Sets err_str and returns undef on error (invalid vector index).

max_node_depth()

Returns a hash reference that contains the max depth of the tree and a list of all vector indices at that depth.

        my $href = $tree->max_node_depth;

$href has the following structure: depth => $max_depth, vector_indices => $aref_of_vi,

where $aref_of_vi is an array reference that contains all vector indices at the max depth.

set_err()

Sets the error message (provided as a parameter) and creates a stack trace:

        $tree->set_err( 'Something went boom' );

err_str()

Returns the last error message that was set:

        my $msg = $tree->err_str;

err_trace()

Returns a backtrace for the last error that was encountered:

        my $trace = $tree->err_trace;

INTERNAL METHODS

_parse_var_id_string()

Parses the 'varID' string from the XML file and returns an array of variable indices.

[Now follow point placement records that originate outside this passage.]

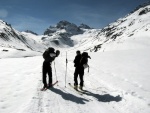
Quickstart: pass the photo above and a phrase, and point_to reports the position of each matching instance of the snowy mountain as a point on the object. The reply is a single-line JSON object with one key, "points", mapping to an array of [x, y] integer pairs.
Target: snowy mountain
{"points": [[13, 41], [129, 32], [118, 80], [61, 33]]}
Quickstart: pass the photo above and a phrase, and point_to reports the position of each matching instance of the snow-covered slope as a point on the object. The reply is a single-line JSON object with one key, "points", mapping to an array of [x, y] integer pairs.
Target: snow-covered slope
{"points": [[129, 32], [15, 44]]}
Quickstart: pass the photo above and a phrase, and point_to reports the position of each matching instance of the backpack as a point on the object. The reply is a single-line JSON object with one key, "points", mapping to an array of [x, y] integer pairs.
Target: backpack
{"points": [[46, 54]]}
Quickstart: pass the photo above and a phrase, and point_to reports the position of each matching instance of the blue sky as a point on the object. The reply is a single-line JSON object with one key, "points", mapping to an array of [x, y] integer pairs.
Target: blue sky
{"points": [[38, 15]]}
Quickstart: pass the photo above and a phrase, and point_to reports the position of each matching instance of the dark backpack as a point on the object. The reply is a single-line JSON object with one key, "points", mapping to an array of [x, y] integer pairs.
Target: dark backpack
{"points": [[46, 54]]}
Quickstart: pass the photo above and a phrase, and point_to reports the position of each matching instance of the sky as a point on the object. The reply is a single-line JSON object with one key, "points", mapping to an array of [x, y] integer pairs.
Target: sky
{"points": [[38, 15]]}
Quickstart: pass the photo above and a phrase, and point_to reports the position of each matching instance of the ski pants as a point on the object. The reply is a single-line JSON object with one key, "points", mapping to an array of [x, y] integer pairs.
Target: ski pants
{"points": [[47, 70], [79, 71]]}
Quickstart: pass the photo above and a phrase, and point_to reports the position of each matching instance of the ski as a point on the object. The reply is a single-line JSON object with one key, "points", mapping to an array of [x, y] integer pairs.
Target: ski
{"points": [[75, 89], [44, 89], [79, 92]]}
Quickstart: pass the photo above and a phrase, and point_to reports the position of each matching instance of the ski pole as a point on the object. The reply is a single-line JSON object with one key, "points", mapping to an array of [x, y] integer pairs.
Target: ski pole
{"points": [[55, 71], [66, 69]]}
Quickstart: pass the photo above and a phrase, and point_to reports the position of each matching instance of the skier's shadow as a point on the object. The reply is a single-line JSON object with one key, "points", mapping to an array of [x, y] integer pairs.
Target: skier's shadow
{"points": [[68, 96], [105, 97]]}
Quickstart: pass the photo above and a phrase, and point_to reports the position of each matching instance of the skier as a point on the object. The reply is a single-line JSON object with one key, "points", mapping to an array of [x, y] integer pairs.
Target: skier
{"points": [[81, 62], [49, 55]]}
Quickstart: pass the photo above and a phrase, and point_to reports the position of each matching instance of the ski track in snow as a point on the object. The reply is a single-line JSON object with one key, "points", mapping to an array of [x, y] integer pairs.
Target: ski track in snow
{"points": [[106, 91]]}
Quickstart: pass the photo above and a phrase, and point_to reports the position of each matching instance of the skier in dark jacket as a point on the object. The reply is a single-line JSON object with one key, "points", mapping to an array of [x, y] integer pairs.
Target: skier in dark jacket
{"points": [[49, 55], [80, 64]]}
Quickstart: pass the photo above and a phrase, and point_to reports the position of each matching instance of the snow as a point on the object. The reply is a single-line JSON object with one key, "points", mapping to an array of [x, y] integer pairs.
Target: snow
{"points": [[118, 82]]}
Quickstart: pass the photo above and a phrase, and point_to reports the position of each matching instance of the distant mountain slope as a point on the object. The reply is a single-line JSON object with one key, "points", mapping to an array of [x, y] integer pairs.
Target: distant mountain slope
{"points": [[11, 38], [130, 32]]}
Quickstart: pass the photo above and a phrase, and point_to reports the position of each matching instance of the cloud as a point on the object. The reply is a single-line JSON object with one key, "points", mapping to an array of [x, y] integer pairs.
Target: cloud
{"points": [[3, 13], [22, 23]]}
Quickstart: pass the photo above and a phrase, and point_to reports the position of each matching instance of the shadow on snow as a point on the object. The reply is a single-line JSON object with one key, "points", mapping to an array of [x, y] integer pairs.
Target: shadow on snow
{"points": [[80, 100], [104, 98], [68, 96]]}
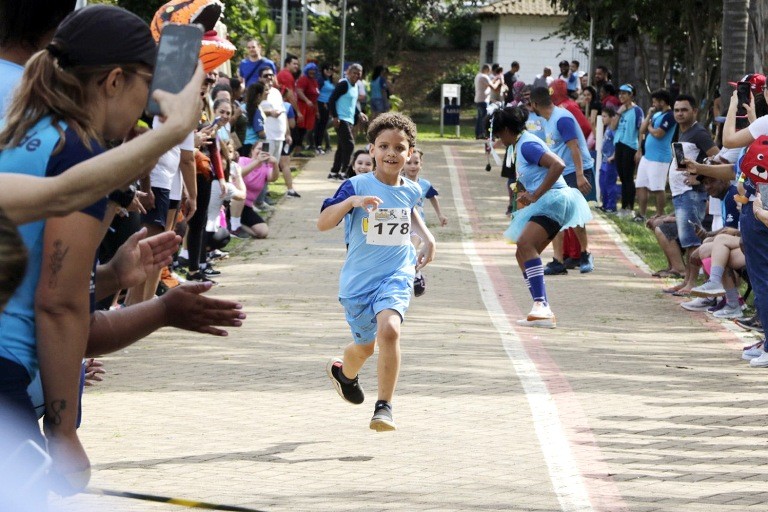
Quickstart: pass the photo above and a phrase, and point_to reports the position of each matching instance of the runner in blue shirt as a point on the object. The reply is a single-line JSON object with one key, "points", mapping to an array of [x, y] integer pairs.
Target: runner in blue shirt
{"points": [[377, 276], [550, 206]]}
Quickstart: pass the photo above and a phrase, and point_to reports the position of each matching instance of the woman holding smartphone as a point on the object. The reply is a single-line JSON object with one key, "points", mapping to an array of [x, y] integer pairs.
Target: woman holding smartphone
{"points": [[754, 233]]}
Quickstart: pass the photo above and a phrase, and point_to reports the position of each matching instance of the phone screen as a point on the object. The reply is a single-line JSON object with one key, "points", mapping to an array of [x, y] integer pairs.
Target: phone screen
{"points": [[764, 194], [743, 95], [177, 57], [679, 154]]}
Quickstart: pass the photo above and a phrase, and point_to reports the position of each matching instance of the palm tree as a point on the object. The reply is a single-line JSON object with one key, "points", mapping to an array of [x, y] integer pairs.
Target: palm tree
{"points": [[733, 64]]}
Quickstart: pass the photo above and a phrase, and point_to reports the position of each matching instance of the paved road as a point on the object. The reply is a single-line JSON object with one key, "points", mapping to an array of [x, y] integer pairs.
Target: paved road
{"points": [[630, 404]]}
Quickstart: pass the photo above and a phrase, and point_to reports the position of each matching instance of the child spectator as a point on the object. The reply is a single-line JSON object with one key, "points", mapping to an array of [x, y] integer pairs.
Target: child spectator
{"points": [[608, 172], [411, 171], [377, 276]]}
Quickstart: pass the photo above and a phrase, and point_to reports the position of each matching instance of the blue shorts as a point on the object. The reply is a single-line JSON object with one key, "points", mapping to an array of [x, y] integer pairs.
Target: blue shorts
{"points": [[690, 205], [159, 214], [393, 293]]}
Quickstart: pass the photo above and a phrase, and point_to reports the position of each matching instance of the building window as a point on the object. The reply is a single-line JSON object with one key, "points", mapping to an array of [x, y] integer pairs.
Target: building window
{"points": [[489, 51]]}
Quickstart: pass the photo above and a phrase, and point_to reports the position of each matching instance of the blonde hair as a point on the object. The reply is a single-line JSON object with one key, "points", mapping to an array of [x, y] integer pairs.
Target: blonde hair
{"points": [[48, 89]]}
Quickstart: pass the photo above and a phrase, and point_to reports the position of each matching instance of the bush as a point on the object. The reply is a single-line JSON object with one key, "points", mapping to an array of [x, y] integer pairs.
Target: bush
{"points": [[464, 76]]}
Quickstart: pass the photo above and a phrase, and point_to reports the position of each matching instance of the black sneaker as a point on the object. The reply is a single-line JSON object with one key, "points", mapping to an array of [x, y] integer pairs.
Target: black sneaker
{"points": [[352, 392], [382, 417], [210, 271], [555, 268], [571, 263], [419, 285], [750, 324]]}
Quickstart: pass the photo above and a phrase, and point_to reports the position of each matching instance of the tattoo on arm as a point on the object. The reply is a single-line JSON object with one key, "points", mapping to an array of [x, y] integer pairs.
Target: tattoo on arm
{"points": [[57, 262], [53, 412]]}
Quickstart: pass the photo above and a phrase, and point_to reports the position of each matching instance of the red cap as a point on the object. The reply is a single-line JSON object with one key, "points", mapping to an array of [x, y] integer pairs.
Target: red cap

        my @var_ids = $tree->_parse_var_id_string();

Note: @var_ids are indices (column numbers) of the variables within the RAW file, not variable labels.

The varID string is a required parameter of new().

_parse_branches_string()

Parses the 'branches' string from the XML file and returns an array of branch elements. Each element is a string of the format 'left,right', which are the vector indices of the child nodes of the current node.

        my @branches = $tree->_parse_branches_string();

The branches string is a required parameter of new().

_parse_values_string()

Parses the 'values' string from the XML file and returns an array of values which are used as thresholds for classifying genotype data.

        my @values = $tree->_parse_values_string();

The values string is a required parameter of new().

FUTURE IDEAS

$retval = create cytoscape file ( $out_filename )

Add caching for node depth and path to node (if used a lot)

SEE ALSO

RandomJungle::Jungle, RandomJungle::Tree, RandomJungle::Tree::Node, RandomJungle::XML, RandomJungle::OOB, RandomJungle::RAW, RandomJungle::DB, RandomJungle::Classification_DB

AUTHOR

Robert R. Freimuth

COPYRIGHT

Copyright (c) 2011 Mayo Foundation for Medical Education and Research. All rights reserved.

This program is free software; you can redistribute it and/or modify it under the same terms as Perl itself.

The full text of the license can be found in the LICENSE file included with this module.